Les féministes Noires ont donc «  le cul entre deux chaises sans pouvoir se sentir comme des poissons dans l’eau  », comme le résume parfaitement un ouvrage fondateur du féminisme Noir All The Women Are White, All The Blacks Are Men, But Some of Us Are Brave [5]. Les féministes Noires s’engagent donc de façon autonome dans les luttes sociales et politiques. Elles font face au racisme d’un féminisme blanc et au sexisme du mouvement noir. Michele Wallace, femme Noire, militante féministe ne décolère pas dans ses écrits du machisme des groupes militants noirs  : « Il m’a fallu trois ans pour comprendre que Stokely Stokely [6]était sérieux quand il disait que ma position dans le mouvement était “couchée”, trois ans pour réaliser que je n’étais pas incluse dans les innombrables discours invoquant “l’homme noir”... J’ai appris. » [7].

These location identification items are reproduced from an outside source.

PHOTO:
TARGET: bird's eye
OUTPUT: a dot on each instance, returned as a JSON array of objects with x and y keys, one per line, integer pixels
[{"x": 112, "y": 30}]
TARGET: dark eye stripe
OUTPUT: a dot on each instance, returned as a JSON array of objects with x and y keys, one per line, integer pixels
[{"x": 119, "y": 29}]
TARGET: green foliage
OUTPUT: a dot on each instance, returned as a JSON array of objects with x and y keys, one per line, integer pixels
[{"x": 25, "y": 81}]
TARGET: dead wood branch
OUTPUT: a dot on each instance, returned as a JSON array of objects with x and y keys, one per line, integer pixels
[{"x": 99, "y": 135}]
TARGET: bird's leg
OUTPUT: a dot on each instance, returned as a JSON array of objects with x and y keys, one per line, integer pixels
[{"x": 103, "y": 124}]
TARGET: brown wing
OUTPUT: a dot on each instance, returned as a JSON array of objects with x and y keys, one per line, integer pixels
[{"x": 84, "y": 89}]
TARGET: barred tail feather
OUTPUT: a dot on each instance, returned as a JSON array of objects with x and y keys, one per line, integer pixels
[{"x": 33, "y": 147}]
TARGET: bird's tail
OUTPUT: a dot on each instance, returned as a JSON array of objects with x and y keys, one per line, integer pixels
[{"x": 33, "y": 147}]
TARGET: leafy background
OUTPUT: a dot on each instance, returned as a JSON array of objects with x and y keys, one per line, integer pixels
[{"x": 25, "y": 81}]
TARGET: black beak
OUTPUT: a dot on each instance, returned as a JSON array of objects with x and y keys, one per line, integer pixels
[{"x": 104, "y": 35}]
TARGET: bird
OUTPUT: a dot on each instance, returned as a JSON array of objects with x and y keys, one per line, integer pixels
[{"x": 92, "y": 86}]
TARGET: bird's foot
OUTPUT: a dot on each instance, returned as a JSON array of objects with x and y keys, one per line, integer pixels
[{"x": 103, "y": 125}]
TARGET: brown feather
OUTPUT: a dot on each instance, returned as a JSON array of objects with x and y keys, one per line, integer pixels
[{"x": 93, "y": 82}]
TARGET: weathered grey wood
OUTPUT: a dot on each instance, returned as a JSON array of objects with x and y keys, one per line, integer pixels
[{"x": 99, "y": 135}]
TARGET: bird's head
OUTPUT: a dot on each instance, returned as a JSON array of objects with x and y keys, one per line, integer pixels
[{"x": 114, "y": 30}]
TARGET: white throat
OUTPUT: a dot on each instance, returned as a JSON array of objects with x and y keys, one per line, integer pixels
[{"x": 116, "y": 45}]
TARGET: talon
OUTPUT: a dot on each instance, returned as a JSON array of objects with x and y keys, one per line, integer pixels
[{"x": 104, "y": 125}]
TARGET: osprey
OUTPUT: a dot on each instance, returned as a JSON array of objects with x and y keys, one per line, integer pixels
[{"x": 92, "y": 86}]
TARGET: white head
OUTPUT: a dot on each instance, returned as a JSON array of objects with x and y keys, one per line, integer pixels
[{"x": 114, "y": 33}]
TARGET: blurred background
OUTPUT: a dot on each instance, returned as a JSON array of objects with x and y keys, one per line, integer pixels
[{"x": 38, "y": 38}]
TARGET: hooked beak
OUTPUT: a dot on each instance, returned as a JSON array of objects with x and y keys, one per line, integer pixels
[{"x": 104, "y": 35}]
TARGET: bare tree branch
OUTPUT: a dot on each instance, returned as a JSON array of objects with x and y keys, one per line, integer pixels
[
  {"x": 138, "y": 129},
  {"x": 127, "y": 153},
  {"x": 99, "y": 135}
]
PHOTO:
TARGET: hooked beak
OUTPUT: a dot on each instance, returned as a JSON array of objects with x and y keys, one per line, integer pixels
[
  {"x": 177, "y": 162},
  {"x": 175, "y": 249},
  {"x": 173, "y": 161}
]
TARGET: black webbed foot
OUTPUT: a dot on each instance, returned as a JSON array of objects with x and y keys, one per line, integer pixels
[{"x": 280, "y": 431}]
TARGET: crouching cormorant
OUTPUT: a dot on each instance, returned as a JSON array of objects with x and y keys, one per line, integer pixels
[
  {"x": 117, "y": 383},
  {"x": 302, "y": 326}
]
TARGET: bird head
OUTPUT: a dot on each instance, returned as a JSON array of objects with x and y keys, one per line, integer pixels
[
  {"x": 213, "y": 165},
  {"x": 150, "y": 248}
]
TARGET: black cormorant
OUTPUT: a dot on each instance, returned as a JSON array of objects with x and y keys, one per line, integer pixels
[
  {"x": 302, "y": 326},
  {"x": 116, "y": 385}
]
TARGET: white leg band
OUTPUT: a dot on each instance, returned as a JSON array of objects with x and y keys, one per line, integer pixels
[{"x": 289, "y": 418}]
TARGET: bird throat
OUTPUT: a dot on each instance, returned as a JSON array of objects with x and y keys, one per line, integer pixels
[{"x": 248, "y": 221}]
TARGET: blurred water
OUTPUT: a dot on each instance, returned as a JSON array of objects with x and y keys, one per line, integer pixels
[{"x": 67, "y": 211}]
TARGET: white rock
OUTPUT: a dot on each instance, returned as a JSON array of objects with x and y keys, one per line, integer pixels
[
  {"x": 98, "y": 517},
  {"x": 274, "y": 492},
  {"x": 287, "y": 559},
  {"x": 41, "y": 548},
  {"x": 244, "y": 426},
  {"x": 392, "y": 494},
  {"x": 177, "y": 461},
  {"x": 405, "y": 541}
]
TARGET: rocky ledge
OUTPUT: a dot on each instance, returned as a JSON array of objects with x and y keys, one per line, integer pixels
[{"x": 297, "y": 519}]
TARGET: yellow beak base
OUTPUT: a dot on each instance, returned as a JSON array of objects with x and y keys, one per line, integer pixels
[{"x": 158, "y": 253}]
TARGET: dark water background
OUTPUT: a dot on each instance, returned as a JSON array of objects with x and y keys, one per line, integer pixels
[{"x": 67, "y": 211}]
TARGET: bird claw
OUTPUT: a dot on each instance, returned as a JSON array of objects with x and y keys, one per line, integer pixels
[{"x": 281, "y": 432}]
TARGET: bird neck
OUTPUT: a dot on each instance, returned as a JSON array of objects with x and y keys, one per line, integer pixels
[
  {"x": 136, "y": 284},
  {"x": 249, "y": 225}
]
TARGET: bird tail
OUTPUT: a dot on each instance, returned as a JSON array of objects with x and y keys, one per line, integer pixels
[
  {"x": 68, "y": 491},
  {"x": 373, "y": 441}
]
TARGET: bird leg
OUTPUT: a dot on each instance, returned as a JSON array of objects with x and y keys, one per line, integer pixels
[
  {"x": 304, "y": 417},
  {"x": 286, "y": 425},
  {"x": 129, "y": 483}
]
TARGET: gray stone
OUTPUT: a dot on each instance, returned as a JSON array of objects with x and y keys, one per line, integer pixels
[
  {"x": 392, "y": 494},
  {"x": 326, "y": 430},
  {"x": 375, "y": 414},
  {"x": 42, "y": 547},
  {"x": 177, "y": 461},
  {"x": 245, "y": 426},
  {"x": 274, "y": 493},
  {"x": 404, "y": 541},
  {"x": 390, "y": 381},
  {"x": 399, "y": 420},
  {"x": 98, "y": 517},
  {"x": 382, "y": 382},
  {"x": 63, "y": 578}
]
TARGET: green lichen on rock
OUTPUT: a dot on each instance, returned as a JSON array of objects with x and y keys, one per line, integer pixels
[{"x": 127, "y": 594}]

En réponse à ces oppressions multiples qu’elles rencontrent, les féministes Noires s’organisent en 1973 en NBFO (National Black Feminist Organization). Cette organisation ne durera que deux ans, mais le mouvement était lancé. Ainsi, en 1974, le Combahee River Collective (CRC) est fondé par Barbara Smith, Cheryl Clarke et Gloria Akasha Hull, toutes militantes déçues des mouvements Noirs, du mouvement féministe et des luttes politiques de gauche  : « Ce sont nos expériences et nos désillusions à l’intérieur de ces mouvements de libération [mouvements pour la libération Noire  : droits civiques, nationalisme Noir, Black Panthers] ainsi qu’à la périphérie de la gauche masculine blanche, qui nous ont poussées à développer une politique qui soit antiraciste, à la différence de celle des femmes blanches, et antisexiste, à la différence de celle des hommes Noirs et blancs ». Elles se lancent dans une lutte à la fois militante et théorique.

Ce groupe féministe, un des plus actifs du moment, réunit des féministes et des lesbiennes Noires, participe aux nombreuses actions et manifestations, organise des « groupes de conscience » et publie de nombreux tracts, affiches, ouvrages. Pour mener à bien leurs luttes, qui sont simultanées/imbriquées, elles rejettent le séparatisme noir et le séparatisme lesbien, elles appellent à la coalition avec les autres groupes militants et à l’action révolutionnaire  : « Nous ne sommes pas convaincues qu’une révolution socialiste qui ne soit pas en même temps une révolution féministe et antiraciste garantisse notre libération » [8].

Nous voyons donc l’utilité pratique et théorique d’une analyse intersectionnelle des systèmes d’oppression (sexe, « race », classe...). Les féministes Noires, par leurs réflexions et leurs luttes politiques, nous montrent qu’il n’est pas pertinent de ne combattre que sur un seul de ces axes, car tout est entremêlé. L’action révolutionnaire sera féministe et antiraciste ou ne sera pas !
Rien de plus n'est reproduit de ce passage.